Otherwise, if you need temporary RAM, just use the stack.
Code:
sub sp, #100
mov r0, sp
@ Have a pointer to 100 bytes of free RAM in r0 for the duration of this function
add sp, #100
If you need it to last a bit longer than that, you can use space that's just overwritten, like the text buffer FBI uses. That is only overwritten when a message is displayed. There are no real techniques for finding stuff like this. It's more of an educated guess, confirmed by debugging. We all knew that the text functions used some RAM to expand strings (when there is a buffer, it needs to change that buffer to actual text before changing each byte to a tile). We also guessed it didn't really matter what was there if the text renderer wasn't running. A quick check in IDA would've confirmed this.
Another technique I use is to find padding bytes. Most memory must be word aligned, so there is often a free hword or byte at the end of structures in the RAM. The IWRAM (0x03000000) isn't used by malloc, so you can just look in IDA for unused RAM there. Unused RAM has no XREFs and is therefore safe. I generally find a free word there, and malloc more space if I need it.

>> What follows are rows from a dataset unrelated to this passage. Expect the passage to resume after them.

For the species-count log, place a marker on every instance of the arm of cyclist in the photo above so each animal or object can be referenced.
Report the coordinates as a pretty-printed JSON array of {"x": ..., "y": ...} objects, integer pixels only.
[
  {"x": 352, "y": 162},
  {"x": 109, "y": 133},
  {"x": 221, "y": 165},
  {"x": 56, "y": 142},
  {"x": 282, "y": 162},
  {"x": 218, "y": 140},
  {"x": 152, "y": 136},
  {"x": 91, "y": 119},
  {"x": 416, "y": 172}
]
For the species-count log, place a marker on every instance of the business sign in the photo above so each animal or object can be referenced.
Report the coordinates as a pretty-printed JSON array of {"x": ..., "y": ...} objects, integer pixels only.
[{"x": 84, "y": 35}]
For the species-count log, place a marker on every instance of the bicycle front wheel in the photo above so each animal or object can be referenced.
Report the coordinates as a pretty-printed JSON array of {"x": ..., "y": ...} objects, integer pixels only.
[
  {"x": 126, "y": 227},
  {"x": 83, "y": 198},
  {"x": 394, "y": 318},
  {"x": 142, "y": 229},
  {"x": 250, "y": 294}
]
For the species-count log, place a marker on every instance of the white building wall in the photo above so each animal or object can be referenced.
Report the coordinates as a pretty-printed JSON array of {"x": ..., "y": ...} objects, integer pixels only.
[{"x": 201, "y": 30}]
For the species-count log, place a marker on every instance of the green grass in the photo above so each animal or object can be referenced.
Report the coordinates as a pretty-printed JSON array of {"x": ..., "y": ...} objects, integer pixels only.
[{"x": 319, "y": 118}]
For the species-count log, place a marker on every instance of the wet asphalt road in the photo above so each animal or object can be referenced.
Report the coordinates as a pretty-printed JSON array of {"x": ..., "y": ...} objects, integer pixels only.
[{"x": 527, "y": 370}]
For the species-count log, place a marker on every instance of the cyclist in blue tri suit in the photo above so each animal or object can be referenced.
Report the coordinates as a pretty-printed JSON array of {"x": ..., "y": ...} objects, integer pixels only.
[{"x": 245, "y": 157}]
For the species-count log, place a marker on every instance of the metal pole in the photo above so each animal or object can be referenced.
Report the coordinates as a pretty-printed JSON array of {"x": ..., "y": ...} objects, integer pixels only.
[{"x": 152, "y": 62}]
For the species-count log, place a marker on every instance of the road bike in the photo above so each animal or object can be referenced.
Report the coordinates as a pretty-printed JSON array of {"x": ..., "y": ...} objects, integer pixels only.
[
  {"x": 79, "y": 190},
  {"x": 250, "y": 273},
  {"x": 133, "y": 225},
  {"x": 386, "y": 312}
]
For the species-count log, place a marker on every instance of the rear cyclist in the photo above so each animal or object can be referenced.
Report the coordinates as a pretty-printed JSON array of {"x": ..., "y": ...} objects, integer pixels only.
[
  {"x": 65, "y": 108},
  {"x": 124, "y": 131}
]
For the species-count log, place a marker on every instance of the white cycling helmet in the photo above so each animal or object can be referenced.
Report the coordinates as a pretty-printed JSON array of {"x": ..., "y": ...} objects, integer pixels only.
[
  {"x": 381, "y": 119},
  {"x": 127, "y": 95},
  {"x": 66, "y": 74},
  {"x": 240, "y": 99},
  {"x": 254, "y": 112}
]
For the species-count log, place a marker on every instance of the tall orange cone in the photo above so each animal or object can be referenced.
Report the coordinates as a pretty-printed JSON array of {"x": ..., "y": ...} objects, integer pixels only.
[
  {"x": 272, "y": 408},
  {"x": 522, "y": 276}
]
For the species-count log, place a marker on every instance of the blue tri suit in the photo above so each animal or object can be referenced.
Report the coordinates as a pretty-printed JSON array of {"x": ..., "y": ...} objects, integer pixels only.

Things you can use (off the top of my head):
- Banks in scripts (up to four free words until a new script is run)
- Script variables (especially 0x8000 - 0x800F)
- Text renderer space
- Battle struct data (probably overwritten at the start of a battle anyway, up to 0x58 * 4 bytes if this is the case)
- Other battle structures, see above
Be aware that most times, this memory is temporary. If you need the memory to persist over saves and continues, you'll need to find free save block space. Often, this needs JPANs save block hack. Larger amounts of contiguous space are substantially harder to find.